Effect of ClyS on nasal colonization by MRSA. Nasal passages of C57BL/6J mice were inoculated with ∼5 × 10⁹ of MRSA strain 191-SM^R. After 24 h, mice were treated by a single intranasal administration of 1 mg of ClyS or 20 mM PB. One hour after treatment, the bacteria from the excised nasal cavities were plated on Spectra MRSA agar to enumerate CFU. Data from three independent experiments were combined (19 mice per treatment group) and analyzed for statistical significance with the Student's t test.

FIG. 7.

ClyS protected mice from death caused by MRSA septicemia. FVB/NJ mice were intraperitoneally injected with ∼5 × 10⁵ CFU of MRSA strain MW2 in 5% mucin. Three hours postinfection, mice received one intraperitoneal injection of 20 mM PB control or 1 mg of ClyS. Mice were monitored for survival for 10 days. The results from three independent experiments were combined (ClyS treatment, n = 16; buffer treatment, n = 14) and the mice survival data plotted with a Kaplan-Meier survival curve.

FIG. 8.

ClyS showed synergistic interaction with vancomycin or oxacillin. Interactions between ClyS and antibiotics were tested by the checkerboard broth microdilution assay. Fractional concentrations of MICs along the inhibitory line for enzyme or antibiotic were plotted on the x/y plot to generate an isobologram. Error bars show standard errors of the means.

FIG. 9.

Synergistic effects of ClyS and oxacillin protected mice from MRSA septicemia-induced death.

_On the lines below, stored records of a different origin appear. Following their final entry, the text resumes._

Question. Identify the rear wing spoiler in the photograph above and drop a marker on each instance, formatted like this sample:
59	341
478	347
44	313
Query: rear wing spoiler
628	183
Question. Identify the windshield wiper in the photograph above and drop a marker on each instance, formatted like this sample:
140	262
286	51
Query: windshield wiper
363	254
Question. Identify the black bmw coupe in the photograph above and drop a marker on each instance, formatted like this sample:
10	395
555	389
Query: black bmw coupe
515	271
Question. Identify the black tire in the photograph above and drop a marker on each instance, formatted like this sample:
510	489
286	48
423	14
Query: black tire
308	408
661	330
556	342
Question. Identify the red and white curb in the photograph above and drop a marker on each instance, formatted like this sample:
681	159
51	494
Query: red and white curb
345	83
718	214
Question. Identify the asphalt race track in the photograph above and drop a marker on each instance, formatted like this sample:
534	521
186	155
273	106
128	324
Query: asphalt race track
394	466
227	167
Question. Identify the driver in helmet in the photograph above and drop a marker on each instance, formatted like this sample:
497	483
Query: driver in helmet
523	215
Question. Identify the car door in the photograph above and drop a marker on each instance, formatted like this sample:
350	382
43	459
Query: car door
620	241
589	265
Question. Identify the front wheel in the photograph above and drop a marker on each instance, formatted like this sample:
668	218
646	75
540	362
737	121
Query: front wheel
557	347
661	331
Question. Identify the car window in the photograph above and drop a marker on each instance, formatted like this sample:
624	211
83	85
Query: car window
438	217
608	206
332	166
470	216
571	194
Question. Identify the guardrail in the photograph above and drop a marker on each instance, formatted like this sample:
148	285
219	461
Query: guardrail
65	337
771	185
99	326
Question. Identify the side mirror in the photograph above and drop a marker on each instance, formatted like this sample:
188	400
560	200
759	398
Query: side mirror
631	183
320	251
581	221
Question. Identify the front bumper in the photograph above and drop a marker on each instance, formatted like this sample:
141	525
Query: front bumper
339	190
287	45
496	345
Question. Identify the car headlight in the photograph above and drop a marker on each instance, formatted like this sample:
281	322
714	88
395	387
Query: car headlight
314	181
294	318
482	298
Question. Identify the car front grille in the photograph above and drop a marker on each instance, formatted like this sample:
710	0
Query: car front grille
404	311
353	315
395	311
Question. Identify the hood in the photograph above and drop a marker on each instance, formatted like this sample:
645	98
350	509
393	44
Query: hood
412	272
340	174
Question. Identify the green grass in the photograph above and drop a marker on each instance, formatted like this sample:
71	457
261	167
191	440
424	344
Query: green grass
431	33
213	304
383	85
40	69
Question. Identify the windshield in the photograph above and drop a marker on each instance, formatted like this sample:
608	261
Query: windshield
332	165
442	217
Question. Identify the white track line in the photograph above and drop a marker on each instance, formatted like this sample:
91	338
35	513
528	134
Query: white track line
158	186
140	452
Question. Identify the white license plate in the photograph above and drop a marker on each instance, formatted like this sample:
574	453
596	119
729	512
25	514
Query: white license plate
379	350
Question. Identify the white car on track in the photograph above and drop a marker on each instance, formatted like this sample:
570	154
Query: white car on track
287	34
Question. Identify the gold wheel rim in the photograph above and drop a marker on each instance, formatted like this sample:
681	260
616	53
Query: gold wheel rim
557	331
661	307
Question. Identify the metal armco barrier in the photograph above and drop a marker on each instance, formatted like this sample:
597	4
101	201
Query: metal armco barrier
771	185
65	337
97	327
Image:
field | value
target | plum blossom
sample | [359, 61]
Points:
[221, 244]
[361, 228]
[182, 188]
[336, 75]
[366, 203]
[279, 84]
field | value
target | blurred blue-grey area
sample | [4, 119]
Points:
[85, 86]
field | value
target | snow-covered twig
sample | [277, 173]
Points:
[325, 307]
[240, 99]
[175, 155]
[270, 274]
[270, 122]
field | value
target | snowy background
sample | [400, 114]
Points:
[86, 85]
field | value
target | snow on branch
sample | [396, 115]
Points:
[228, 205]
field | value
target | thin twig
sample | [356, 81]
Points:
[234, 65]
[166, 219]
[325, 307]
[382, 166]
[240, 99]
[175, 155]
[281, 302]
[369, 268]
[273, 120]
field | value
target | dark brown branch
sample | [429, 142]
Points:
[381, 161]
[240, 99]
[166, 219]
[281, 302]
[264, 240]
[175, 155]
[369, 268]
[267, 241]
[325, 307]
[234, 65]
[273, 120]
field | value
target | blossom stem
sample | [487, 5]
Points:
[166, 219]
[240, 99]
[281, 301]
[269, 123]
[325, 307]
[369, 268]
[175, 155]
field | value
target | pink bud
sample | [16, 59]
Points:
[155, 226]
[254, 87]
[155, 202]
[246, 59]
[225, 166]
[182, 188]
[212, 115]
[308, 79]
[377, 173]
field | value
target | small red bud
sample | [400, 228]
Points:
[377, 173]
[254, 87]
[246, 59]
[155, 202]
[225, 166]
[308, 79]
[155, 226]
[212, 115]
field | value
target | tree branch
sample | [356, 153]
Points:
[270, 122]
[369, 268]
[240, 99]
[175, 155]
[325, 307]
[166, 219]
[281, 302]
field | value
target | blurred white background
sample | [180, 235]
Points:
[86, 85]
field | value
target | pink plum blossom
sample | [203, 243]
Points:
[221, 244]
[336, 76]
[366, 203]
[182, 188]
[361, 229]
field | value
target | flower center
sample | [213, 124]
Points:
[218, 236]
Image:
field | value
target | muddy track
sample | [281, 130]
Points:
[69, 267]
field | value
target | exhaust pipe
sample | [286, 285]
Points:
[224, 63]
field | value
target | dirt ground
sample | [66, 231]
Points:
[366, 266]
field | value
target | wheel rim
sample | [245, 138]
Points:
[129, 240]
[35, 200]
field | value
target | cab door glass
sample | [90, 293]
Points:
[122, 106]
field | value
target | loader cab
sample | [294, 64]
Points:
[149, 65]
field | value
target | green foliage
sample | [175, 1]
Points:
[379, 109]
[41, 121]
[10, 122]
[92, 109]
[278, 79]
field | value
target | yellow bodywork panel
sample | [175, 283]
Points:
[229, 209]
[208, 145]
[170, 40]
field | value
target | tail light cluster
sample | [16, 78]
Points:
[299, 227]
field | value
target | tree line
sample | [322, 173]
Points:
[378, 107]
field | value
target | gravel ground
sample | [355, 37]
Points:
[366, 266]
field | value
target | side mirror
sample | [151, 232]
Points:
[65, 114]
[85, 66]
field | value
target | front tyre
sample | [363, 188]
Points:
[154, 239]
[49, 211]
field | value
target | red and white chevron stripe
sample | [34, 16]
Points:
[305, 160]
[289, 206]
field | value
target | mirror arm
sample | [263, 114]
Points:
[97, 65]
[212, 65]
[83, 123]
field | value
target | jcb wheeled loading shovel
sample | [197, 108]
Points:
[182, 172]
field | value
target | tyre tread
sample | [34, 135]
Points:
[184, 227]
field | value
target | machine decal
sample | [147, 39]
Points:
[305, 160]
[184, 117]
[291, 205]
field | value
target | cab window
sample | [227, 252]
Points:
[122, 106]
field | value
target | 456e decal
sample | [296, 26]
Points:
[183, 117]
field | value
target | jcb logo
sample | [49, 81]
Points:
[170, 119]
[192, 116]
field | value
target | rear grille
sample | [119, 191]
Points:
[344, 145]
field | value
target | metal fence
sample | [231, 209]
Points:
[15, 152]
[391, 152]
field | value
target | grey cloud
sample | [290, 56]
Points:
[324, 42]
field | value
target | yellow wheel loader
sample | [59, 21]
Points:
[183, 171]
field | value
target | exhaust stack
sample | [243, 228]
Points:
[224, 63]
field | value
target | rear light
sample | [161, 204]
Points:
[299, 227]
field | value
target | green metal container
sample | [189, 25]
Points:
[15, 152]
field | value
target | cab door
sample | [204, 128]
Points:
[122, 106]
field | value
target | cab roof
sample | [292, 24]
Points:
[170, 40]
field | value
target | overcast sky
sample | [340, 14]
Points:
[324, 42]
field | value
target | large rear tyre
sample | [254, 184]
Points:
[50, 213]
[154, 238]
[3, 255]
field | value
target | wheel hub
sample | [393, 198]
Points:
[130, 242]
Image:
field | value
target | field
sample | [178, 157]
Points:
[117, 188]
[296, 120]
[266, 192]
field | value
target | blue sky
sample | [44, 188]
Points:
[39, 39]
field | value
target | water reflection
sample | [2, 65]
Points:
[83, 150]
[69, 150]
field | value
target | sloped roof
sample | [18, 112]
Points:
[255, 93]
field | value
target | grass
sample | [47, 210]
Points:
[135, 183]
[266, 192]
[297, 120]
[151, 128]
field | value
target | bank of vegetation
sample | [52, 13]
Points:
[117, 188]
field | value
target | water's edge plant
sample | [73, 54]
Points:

FVB/NJ mice were intraperitoneally injected with ∼5 × 10⁵ CFU of MRSA strain MW2 in 5% mucin. Three hours postinfection, mice received an i.p. injection of a suboptimal concentration of ClyS (166 μg) or 20 mM PB along with an i.m. injection of oxacillin (10 to 100 μg) or saline control. Mice were monitored for survival for 10 days, and the results of five independent experiments were combined and plotted in a Kaplan-Meier survival curve.